À cela s’ajoute la montée en puissance de réseaux de passeurs de plus en plus structurés, capables d’organiser des traversées « haut de gamme » depuis Oran avec des embarcations puissantes, ou bien des voyages « low cost » en direction des Baléares depuis les environs d’Alger.
Facteurs climatiques et changements de routes
L’article relève également des facteurs structurels souvent négligés dans les débats politiques : le cycle saisonnier des départs, plus intense entre août et octobre, ainsi que la reconfiguration des grandes routes africaines. La Libye, autrefois première porte de sortie, est de plus en plus délaissée au profit de l’Algérie, devenue une voie directe vers l’Espagne.

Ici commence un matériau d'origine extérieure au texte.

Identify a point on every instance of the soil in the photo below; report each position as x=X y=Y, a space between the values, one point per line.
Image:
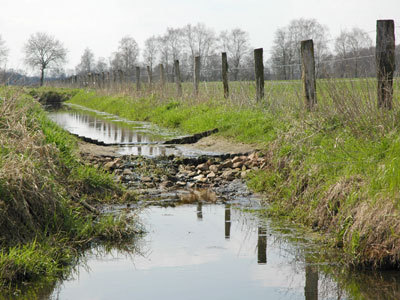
x=211 y=143
x=222 y=145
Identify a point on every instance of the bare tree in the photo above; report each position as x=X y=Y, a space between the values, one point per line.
x=128 y=51
x=236 y=44
x=116 y=62
x=283 y=54
x=351 y=47
x=150 y=51
x=44 y=51
x=201 y=41
x=101 y=65
x=3 y=50
x=286 y=47
x=87 y=63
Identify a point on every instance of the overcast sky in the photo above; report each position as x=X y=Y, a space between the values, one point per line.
x=100 y=24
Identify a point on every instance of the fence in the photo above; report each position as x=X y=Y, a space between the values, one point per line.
x=159 y=79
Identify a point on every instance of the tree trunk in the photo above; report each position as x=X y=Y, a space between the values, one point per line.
x=41 y=76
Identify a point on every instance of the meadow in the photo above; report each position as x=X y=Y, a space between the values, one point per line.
x=334 y=169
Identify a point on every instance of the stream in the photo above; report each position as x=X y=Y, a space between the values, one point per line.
x=201 y=250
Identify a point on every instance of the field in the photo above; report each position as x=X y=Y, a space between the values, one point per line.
x=334 y=169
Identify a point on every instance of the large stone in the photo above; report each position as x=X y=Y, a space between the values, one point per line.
x=146 y=179
x=253 y=156
x=236 y=159
x=110 y=166
x=166 y=184
x=200 y=178
x=237 y=164
x=227 y=164
x=127 y=172
x=202 y=167
x=228 y=174
x=214 y=168
x=211 y=175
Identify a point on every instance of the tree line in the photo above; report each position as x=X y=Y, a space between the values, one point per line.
x=350 y=54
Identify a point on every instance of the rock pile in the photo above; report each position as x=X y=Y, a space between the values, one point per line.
x=172 y=172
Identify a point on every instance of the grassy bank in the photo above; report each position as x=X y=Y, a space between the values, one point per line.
x=336 y=169
x=44 y=225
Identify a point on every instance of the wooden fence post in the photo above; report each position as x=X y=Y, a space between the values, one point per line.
x=259 y=73
x=196 y=75
x=121 y=77
x=149 y=76
x=308 y=73
x=178 y=78
x=225 y=74
x=262 y=246
x=138 y=78
x=385 y=62
x=162 y=75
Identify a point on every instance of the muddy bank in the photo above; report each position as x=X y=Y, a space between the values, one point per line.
x=157 y=177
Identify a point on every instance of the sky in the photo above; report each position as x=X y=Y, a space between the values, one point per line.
x=100 y=24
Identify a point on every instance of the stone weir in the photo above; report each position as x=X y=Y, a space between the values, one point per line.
x=154 y=178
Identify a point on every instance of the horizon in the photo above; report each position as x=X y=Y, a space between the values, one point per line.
x=80 y=25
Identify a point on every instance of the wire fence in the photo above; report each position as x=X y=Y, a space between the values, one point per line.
x=282 y=81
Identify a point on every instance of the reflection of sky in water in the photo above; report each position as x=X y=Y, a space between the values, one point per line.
x=144 y=136
x=157 y=150
x=192 y=256
x=101 y=130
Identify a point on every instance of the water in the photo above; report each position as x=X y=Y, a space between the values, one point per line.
x=132 y=137
x=200 y=252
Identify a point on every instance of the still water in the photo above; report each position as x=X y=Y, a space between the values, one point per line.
x=131 y=137
x=201 y=252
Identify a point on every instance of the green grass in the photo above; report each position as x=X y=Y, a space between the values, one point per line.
x=335 y=169
x=43 y=225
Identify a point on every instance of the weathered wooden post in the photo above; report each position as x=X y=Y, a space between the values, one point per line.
x=149 y=76
x=108 y=80
x=162 y=75
x=97 y=80
x=103 y=80
x=90 y=80
x=121 y=77
x=196 y=75
x=308 y=73
x=385 y=62
x=262 y=246
x=259 y=73
x=311 y=284
x=227 y=221
x=225 y=74
x=138 y=78
x=178 y=80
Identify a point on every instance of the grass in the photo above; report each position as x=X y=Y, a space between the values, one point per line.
x=43 y=225
x=335 y=169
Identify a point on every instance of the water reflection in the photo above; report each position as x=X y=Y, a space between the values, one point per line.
x=188 y=259
x=199 y=211
x=135 y=138
x=311 y=284
x=108 y=132
x=262 y=245
x=227 y=221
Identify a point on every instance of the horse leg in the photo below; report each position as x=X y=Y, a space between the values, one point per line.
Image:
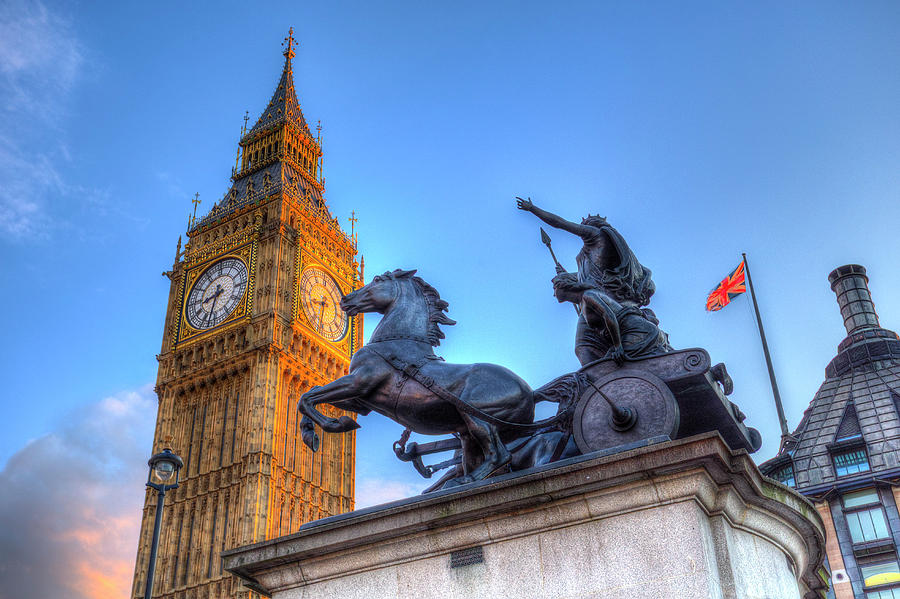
x=345 y=388
x=496 y=455
x=308 y=428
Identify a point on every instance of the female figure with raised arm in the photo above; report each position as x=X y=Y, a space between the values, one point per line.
x=610 y=288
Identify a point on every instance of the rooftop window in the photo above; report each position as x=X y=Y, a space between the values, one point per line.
x=785 y=475
x=852 y=461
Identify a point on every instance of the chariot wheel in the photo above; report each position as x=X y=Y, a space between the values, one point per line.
x=646 y=408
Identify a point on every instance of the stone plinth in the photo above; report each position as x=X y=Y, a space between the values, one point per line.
x=686 y=518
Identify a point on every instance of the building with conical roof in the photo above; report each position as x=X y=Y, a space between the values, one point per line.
x=845 y=454
x=252 y=322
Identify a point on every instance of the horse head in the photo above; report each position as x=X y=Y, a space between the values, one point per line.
x=413 y=309
x=378 y=295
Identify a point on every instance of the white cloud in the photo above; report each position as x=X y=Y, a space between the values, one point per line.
x=70 y=503
x=40 y=62
x=375 y=491
x=40 y=59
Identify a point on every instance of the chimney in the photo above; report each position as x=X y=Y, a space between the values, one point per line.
x=850 y=284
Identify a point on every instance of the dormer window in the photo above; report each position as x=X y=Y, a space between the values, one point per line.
x=785 y=475
x=850 y=461
x=849 y=426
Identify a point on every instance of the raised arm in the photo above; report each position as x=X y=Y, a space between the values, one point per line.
x=554 y=220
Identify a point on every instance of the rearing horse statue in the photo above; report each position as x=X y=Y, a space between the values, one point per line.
x=397 y=374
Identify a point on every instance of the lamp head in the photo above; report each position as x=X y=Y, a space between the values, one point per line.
x=164 y=465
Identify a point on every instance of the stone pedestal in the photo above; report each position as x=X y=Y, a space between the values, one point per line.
x=679 y=519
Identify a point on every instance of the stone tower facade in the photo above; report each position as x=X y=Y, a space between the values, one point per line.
x=845 y=454
x=252 y=322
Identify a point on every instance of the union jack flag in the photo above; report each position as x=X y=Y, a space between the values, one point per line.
x=731 y=286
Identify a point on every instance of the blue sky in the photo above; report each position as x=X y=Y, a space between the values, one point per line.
x=700 y=130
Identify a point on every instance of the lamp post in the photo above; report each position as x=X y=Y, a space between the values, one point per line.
x=162 y=466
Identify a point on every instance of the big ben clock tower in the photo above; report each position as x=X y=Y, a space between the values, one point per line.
x=252 y=322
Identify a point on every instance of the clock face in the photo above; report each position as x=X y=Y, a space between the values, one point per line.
x=216 y=293
x=320 y=297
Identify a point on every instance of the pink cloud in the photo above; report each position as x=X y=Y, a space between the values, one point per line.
x=71 y=503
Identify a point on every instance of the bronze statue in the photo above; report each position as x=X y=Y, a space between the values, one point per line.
x=610 y=288
x=632 y=388
x=398 y=375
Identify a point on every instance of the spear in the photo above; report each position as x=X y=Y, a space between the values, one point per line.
x=559 y=268
x=546 y=240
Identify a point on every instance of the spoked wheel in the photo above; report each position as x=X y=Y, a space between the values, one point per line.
x=622 y=408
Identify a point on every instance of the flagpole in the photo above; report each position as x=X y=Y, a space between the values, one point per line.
x=762 y=336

Une « arme migratoire » ? Une thèse démentie
Contrairement aux accusations récurrentes des médias de droite — qui comparent parfois Alger à Ankara et parlent d’un usage cynique des flux migratoires comme « arme de pression » — El País rappelle que l’Algérie n’a jamais fait de la migration un outil de sa diplomatie. Le quotidien ne le souligne pas, mais contrairement au Maroc — qui a clairement utilisé la migration comme levier diplomatique et obtenu un revirement de Pedro Sánchez sur la question du Sahara Occidental — l’Algérie s’est toujours abstenue de cette stratégie.
El País note d’ailleurs que même au plus fort de la crise diplomatique de 2022, quand Alger avait suspendu temporairement les expulsions de ses ressortissants, les canaux de coopération technique avec Madrid n’ont jamais été rompus.L’analyse proposée par El País s’éloigne ainsi des simplifications idéologiques. Plutôt que de réduire l’augmentation des arrivées à un calcul politique, le quotidien met en avant la combinaison de facteurs démographiques, économiques, criminels et climatiques. Loin du cliché du « chantage migratoire », l’Algérie apparaît comme un pays confronté lui-même à ces pressions et qui demeure, aux yeux mêmes des autorités espagnoles, un partenaire clé dans la gestion de la migration irrégulière.